I’m not here to write about how I never eat when I’m not hungry.
In fact, just last weekend on Sunday even after a big meal…
I’m sitting here stuffed from a picky tea…
But feel the urge just for something else…
Maybe because I knew I had dark chocolate in the cupboard….
It just show how important our environment impacts what we do .
In fact, one study gave people in a cinema STALE popcorn to see how much they would eat.
They still ate it..
When asked if they liked it…
They were a bit like ‘meh’..
But my point is they still ate what they were given…

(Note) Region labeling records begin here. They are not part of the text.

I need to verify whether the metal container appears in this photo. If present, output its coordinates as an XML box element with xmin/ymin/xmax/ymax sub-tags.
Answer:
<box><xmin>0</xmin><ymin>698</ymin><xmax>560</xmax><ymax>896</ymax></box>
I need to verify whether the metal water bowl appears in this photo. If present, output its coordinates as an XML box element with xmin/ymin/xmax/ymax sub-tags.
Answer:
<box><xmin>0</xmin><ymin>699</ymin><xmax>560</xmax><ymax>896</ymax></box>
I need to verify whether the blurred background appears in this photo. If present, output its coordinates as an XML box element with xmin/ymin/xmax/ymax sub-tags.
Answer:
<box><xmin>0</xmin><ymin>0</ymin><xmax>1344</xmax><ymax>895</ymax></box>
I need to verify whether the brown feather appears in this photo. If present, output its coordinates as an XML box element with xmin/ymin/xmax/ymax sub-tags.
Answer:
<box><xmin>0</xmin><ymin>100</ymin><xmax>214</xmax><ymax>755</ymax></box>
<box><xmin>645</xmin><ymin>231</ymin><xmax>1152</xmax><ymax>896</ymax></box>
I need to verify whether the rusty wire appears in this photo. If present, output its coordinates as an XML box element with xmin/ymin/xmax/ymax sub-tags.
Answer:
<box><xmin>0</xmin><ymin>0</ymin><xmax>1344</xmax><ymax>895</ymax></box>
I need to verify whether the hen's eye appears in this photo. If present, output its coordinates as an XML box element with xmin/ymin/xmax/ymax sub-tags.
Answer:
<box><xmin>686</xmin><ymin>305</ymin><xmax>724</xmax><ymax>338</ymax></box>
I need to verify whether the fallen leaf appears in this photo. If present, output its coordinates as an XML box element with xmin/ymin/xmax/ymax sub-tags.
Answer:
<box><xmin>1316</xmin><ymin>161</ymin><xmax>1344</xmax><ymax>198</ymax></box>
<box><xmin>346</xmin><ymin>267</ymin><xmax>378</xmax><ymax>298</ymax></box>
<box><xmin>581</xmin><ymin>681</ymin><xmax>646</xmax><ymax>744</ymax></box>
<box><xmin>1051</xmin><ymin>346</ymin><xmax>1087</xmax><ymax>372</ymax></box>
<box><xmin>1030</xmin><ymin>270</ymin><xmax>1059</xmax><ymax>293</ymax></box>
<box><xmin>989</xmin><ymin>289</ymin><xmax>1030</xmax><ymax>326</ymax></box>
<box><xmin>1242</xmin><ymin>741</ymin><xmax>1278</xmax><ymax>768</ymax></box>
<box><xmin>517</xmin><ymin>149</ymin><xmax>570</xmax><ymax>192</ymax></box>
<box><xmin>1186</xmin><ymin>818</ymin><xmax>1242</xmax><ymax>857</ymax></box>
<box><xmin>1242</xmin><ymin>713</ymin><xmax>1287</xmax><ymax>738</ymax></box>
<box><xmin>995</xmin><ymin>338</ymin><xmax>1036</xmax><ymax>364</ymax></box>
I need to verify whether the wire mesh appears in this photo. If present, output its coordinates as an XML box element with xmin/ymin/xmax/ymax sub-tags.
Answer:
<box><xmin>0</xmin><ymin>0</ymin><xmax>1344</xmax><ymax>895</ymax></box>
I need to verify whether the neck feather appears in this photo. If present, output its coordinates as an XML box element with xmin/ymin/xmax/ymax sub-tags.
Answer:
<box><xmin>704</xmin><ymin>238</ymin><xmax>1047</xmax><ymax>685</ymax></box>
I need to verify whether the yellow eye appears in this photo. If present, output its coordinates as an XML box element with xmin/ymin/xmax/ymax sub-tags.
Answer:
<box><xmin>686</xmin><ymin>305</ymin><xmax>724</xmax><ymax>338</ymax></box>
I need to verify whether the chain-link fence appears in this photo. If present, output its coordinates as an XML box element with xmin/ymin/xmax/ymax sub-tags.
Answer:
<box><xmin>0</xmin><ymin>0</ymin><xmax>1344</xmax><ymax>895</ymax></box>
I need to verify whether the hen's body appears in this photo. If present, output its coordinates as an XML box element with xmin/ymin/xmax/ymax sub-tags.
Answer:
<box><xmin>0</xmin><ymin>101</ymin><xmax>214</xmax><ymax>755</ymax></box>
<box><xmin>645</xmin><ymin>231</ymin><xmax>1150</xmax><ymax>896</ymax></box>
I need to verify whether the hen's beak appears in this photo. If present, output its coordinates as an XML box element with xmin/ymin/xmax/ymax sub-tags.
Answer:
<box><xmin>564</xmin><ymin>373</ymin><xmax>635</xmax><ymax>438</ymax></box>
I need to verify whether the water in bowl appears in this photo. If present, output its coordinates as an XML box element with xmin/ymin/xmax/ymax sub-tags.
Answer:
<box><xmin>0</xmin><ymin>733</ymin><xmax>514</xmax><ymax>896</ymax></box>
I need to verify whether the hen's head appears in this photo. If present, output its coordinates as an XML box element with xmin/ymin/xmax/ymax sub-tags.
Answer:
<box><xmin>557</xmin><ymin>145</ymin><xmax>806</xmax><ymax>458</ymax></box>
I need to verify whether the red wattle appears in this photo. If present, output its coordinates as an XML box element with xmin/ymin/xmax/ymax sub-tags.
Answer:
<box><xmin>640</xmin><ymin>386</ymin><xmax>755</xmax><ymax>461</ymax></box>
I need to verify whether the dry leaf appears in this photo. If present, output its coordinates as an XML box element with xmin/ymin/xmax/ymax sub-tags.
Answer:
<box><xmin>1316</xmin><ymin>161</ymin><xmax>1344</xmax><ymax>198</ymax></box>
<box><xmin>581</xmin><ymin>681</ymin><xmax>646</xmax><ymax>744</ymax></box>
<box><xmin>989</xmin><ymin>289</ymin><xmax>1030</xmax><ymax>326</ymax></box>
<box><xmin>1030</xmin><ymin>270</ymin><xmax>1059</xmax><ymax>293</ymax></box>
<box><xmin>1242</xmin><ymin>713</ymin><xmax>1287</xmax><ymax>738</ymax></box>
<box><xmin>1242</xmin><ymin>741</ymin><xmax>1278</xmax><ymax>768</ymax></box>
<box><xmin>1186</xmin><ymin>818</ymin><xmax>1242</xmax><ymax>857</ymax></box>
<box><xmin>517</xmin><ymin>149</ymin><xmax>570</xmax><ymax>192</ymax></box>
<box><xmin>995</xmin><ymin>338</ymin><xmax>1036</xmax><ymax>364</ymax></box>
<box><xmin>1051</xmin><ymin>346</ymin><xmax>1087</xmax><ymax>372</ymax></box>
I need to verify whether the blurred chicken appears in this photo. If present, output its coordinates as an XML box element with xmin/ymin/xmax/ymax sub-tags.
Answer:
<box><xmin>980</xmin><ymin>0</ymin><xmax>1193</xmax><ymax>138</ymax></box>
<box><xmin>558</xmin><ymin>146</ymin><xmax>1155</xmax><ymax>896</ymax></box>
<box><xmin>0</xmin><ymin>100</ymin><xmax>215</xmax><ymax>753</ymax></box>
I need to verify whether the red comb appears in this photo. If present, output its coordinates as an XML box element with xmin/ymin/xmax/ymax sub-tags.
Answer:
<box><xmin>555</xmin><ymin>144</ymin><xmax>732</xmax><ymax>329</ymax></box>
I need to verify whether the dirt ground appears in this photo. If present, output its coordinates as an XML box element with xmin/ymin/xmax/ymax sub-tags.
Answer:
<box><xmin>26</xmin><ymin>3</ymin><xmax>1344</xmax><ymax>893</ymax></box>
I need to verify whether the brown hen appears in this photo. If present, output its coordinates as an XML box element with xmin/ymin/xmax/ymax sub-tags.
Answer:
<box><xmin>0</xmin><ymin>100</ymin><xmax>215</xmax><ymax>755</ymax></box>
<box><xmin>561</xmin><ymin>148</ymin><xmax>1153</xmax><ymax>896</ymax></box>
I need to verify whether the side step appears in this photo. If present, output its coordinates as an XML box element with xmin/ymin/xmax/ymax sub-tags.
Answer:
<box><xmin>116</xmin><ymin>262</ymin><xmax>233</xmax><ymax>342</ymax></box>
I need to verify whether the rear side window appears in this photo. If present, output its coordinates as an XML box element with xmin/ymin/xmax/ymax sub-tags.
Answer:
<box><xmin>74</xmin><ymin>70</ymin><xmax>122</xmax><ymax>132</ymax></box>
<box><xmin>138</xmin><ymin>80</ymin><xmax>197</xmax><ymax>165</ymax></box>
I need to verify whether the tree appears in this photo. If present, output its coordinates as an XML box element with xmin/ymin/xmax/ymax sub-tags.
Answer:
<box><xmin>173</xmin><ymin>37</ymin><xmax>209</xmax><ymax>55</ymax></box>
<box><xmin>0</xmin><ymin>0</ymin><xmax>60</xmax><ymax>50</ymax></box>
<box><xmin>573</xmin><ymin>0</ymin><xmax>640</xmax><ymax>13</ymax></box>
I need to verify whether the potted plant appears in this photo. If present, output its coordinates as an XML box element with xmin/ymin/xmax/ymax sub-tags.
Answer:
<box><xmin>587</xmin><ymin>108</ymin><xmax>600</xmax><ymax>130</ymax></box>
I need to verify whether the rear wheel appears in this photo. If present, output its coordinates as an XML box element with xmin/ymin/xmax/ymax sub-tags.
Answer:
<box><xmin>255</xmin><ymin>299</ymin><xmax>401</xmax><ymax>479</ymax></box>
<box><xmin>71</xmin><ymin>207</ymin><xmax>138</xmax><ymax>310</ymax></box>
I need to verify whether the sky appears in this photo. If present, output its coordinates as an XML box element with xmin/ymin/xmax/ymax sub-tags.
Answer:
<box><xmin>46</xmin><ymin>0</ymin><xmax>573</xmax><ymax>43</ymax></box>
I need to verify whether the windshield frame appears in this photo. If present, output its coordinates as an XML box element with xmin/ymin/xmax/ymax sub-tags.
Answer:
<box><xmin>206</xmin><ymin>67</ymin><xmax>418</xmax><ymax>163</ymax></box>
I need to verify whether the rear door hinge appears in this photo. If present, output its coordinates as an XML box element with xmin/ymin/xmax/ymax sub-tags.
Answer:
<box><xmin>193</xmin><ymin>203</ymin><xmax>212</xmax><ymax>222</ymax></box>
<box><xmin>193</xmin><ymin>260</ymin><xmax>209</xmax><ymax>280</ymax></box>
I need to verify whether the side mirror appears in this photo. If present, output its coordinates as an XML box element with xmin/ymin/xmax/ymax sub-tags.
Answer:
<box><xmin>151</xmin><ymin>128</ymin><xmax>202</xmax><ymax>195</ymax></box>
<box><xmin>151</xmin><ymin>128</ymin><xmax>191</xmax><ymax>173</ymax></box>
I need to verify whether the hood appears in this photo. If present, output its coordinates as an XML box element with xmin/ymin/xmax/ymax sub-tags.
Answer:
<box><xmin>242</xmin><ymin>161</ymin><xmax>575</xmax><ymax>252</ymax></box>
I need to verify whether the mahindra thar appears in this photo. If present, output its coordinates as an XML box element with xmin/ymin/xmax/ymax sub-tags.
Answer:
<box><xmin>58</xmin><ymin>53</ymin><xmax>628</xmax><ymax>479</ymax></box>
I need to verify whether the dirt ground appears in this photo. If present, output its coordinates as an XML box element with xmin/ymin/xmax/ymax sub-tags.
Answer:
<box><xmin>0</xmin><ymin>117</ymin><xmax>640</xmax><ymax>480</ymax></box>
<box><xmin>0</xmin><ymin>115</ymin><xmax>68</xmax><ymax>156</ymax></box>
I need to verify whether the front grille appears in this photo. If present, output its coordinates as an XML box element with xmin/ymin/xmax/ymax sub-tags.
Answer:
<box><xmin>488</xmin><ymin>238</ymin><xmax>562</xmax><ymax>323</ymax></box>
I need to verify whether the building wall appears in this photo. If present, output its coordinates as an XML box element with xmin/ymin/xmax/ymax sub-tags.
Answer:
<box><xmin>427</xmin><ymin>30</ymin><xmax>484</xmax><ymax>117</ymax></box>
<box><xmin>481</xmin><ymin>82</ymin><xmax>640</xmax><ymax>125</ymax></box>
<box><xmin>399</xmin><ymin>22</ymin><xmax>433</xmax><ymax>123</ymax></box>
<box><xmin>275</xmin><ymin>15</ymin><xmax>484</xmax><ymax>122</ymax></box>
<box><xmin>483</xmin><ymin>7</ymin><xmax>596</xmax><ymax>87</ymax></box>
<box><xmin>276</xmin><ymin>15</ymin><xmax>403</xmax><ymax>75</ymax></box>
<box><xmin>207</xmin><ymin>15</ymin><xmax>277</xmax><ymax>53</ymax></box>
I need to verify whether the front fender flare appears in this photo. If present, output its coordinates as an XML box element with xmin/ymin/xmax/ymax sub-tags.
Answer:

So what can we do about this?
Here’s 5 tips to help below:
1 – Make a simple, easy to do rule for when and what you will snack on – you plan holidays (when they can happen..), family stuff, work and shopping…yet when it comes to food we sometimes just expect to wing it..
“I will have [insert snack here] at [insert time] today”
^^ give yourself permission to have what you like. They key here is the permission. Rather than ‘Oh F it, I have had one biscuit I may as well give up”…you are making it a part of the plan…
2- Ask yourself: What are you craving? Is it worth it (mentally and physically)? What is the smallest amount you would need to be happily satisfied?
3- How much does this cost you? Put a £ sign on the cost of eating when you’re not hungry. How much does this cost you ?
4. What happens in 5 years time if you don’t get a handle on this habit? To your health? You? Relationships?
5. What can you do instead of this behaviour? When trying to change a habit, rather than focusing on not doing something, it can be easier to focus on what you CAN do, whether that is food related (planning your snacks in) OR self care related (doing something fun for you..
I know for sure
That if I have a bath on an evening,
I snack less on an evening with EASE…
Bath and bed…☺
But I don’t always do it, I’ll admit that.
Just like we say in our 28 Day Kickstart Programme..
This is not about being perfect…
But taking small, yet significant. Steps.
I’ll leave you with this quote from James Clear
“Every action you take is a vote for the type of person you wish to become. No single instance will transform your beliefs, but as the votes build up, so does the evidence of your new identity.
This is one reason why meaningful change does not require radical change. Small habits can make a meaningful difference by providing evidence of a new identity.
And if a change is meaningful, it is actually big. That’s the paradox of making small improvements.”